A arte se comunica, basicamente sob duas maneiras
paradigmáticas e distinta: figuração e não-figuração. A
primeira carrega a imagem do mundo, em que o produto é
o reconhecimento. A segunda dispensa a imagem do
mundo e, quando totalmente não-figurativa, é chamada
também arte abstrata.
Elas tem valores diferentes, são submetidas a leituras
diferentes e alteram vínculos emocionais antagônicos.
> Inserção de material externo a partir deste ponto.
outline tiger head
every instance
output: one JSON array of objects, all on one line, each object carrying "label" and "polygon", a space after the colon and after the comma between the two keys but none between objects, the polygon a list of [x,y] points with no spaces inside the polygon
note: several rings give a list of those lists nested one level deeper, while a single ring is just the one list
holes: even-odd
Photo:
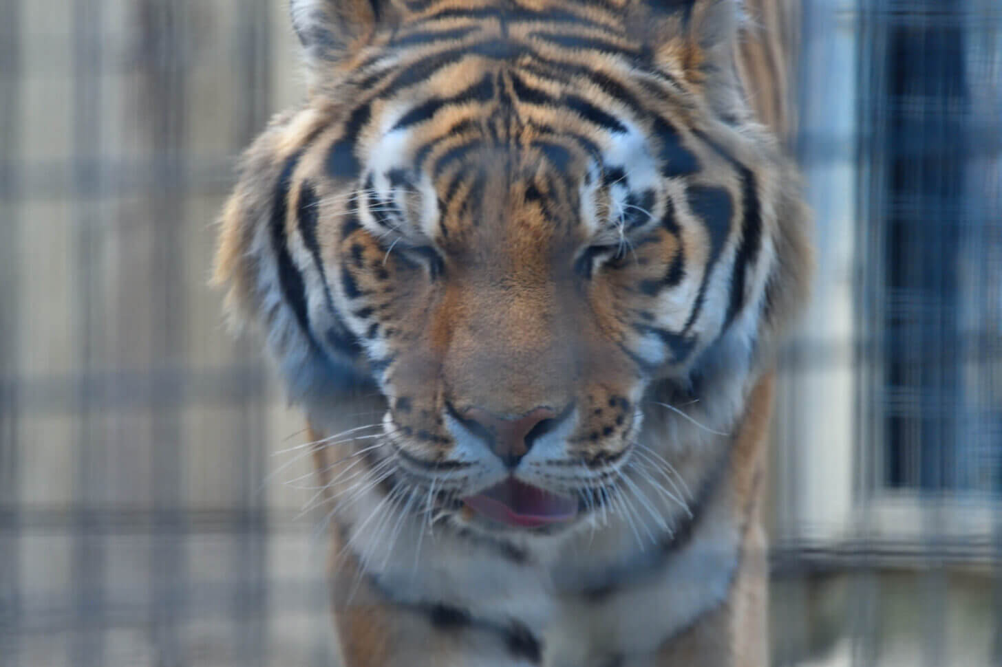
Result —
[{"label": "tiger head", "polygon": [[216,276],[312,420],[378,393],[372,465],[499,530],[728,431],[809,263],[731,0],[292,14],[310,95],[247,152]]}]

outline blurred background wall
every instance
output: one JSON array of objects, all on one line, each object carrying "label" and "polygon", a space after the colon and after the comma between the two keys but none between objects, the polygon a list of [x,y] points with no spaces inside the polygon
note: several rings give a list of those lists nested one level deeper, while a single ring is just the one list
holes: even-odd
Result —
[{"label": "blurred background wall", "polygon": [[[1002,7],[804,0],[777,665],[1002,664]],[[302,421],[206,287],[285,0],[0,0],[0,665],[329,664]]]}]

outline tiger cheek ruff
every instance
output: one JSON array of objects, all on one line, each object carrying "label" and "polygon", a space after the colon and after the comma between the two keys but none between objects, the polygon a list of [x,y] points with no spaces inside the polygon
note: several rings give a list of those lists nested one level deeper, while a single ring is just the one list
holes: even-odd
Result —
[{"label": "tiger cheek ruff", "polygon": [[734,0],[291,15],[309,94],[246,151],[214,279],[311,426],[342,663],[768,664],[811,273],[749,107],[783,99],[773,37]]}]

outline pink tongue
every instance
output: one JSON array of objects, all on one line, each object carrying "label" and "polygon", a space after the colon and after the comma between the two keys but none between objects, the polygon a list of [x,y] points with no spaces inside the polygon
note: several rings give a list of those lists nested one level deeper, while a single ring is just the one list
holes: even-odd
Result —
[{"label": "pink tongue", "polygon": [[463,502],[488,519],[523,528],[570,521],[577,514],[574,499],[529,486],[513,477]]}]

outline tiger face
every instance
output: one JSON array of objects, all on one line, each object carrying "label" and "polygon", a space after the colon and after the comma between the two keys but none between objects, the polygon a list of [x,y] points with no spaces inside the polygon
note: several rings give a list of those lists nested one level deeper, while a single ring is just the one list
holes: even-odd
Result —
[{"label": "tiger face", "polygon": [[337,2],[293,4],[313,93],[248,153],[218,274],[312,419],[378,392],[388,493],[546,534],[726,432],[804,245],[700,31],[727,3],[393,2],[349,49]]}]

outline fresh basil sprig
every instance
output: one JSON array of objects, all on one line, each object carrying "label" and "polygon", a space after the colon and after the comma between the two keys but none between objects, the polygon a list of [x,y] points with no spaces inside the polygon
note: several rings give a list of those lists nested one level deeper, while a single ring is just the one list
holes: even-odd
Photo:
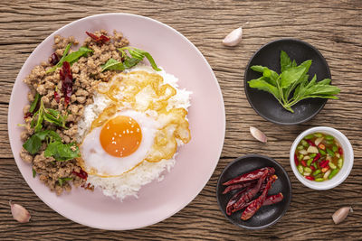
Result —
[{"label": "fresh basil sprig", "polygon": [[28,151],[31,154],[35,154],[39,152],[42,147],[42,142],[48,139],[47,142],[50,143],[52,140],[62,141],[59,134],[52,130],[45,130],[35,133],[23,144],[23,147]]},{"label": "fresh basil sprig", "polygon": [[[37,116],[37,118],[35,118]],[[52,123],[58,126],[61,126],[64,129],[68,129],[65,126],[67,116],[62,116],[59,111],[52,109],[52,108],[45,108],[43,100],[40,100],[40,107],[39,109],[34,113],[33,116],[33,120],[30,124],[31,127],[34,128],[34,132],[37,133],[42,130],[43,128],[43,121],[45,120],[49,123]]]},{"label": "fresh basil sprig", "polygon": [[59,178],[58,179],[58,182],[59,182],[59,185],[61,186],[61,187],[62,187],[62,184],[65,182],[65,181],[71,181],[71,180],[73,180],[72,178]]},{"label": "fresh basil sprig", "polygon": [[248,81],[248,84],[251,88],[271,93],[285,109],[291,113],[294,113],[291,107],[305,98],[338,99],[335,95],[338,95],[340,89],[329,85],[331,81],[329,79],[317,82],[317,76],[314,75],[309,81],[308,71],[311,63],[311,60],[306,60],[298,66],[295,60],[291,61],[288,54],[281,51],[281,73],[278,74],[267,67],[254,65],[251,69],[262,73],[262,76]]},{"label": "fresh basil sprig", "polygon": [[55,161],[65,162],[81,156],[75,143],[62,144],[62,141],[50,143],[44,151],[44,156],[52,156]]},{"label": "fresh basil sprig", "polygon": [[67,47],[65,47],[64,52],[62,56],[62,59],[59,60],[59,62],[56,65],[54,65],[53,67],[52,67],[51,69],[49,69],[48,70],[46,70],[45,73],[50,73],[50,72],[55,71],[58,68],[61,68],[62,66],[62,63],[65,61],[69,62],[71,65],[74,62],[78,61],[78,60],[81,57],[86,56],[89,52],[93,52],[92,50],[88,49],[87,47],[81,46],[78,51],[68,54],[68,52],[71,49],[71,42],[68,43]]},{"label": "fresh basil sprig", "polygon": [[[126,69],[130,69],[133,66],[136,66],[138,63],[142,61],[145,57],[148,60],[149,63],[155,70],[161,70],[160,69],[158,69],[151,54],[145,51],[130,47],[124,47],[118,50],[120,51],[122,59],[124,60],[121,62],[114,59],[110,59],[105,64],[100,66],[102,72],[105,70],[123,71]],[[126,51],[129,51],[129,55],[127,54]]]},{"label": "fresh basil sprig", "polygon": [[36,106],[38,105],[40,97],[41,97],[41,95],[38,92],[36,92],[34,100],[33,101],[33,103],[32,103],[32,105],[30,106],[30,108],[29,108],[29,112],[30,113],[33,113],[33,111],[35,110]]}]

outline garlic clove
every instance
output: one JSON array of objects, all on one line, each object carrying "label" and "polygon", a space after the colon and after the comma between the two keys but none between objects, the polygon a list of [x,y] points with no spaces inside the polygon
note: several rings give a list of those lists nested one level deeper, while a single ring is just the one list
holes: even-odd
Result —
[{"label": "garlic clove", "polygon": [[223,44],[225,46],[235,46],[237,45],[243,38],[243,29],[242,27],[234,29],[226,35],[223,40]]},{"label": "garlic clove", "polygon": [[30,213],[25,209],[25,208],[19,204],[13,204],[12,201],[9,201],[9,204],[14,219],[19,223],[29,222]]},{"label": "garlic clove", "polygon": [[263,134],[259,129],[257,129],[257,128],[255,128],[253,126],[250,126],[250,133],[259,142],[262,142],[262,143],[264,143],[264,144],[267,143],[267,137],[266,137],[265,134]]},{"label": "garlic clove", "polygon": [[338,209],[333,215],[332,218],[335,224],[339,224],[341,223],[344,219],[346,219],[347,216],[348,216],[348,213],[353,212],[353,209],[351,207],[344,207],[339,209]]}]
A Arte Figurativa comunica a recuperação da realidade
exterior (também chamada realidade fenomênica, matérica
ou física), que está no espaço, em tridimensionalidade,
para o plano (bidimensionalidade) com a técnica da
perspectiva ou escorço. Os artistas da Renascença
(clássicos do século XVI) tiveram domínio pleno e absoluto
dessa técnica que proporciona à tela uma ilusão de
realidade, também chamada de tromp l’oeil.
A Figuração absoluta de uma arte é chamada de mimética (mímesis
do grego, imitação). É a representação do “de fora” (vida, realidade)
“para dentro” (a obra, tela, suporte).
O receptor da arte figurativa “entende” o que vê na tela porque a
obra inspira sempre uma leitura clara e objetiva do mundo
“conhecido”.
Essa forma de comunicar contempla as evidências, enquanto a arte
não-figurativa ou abstrata comunica a matéria simbiotizada nela
mesma, sobre o suporte, sem evidências do mundo reconhecível.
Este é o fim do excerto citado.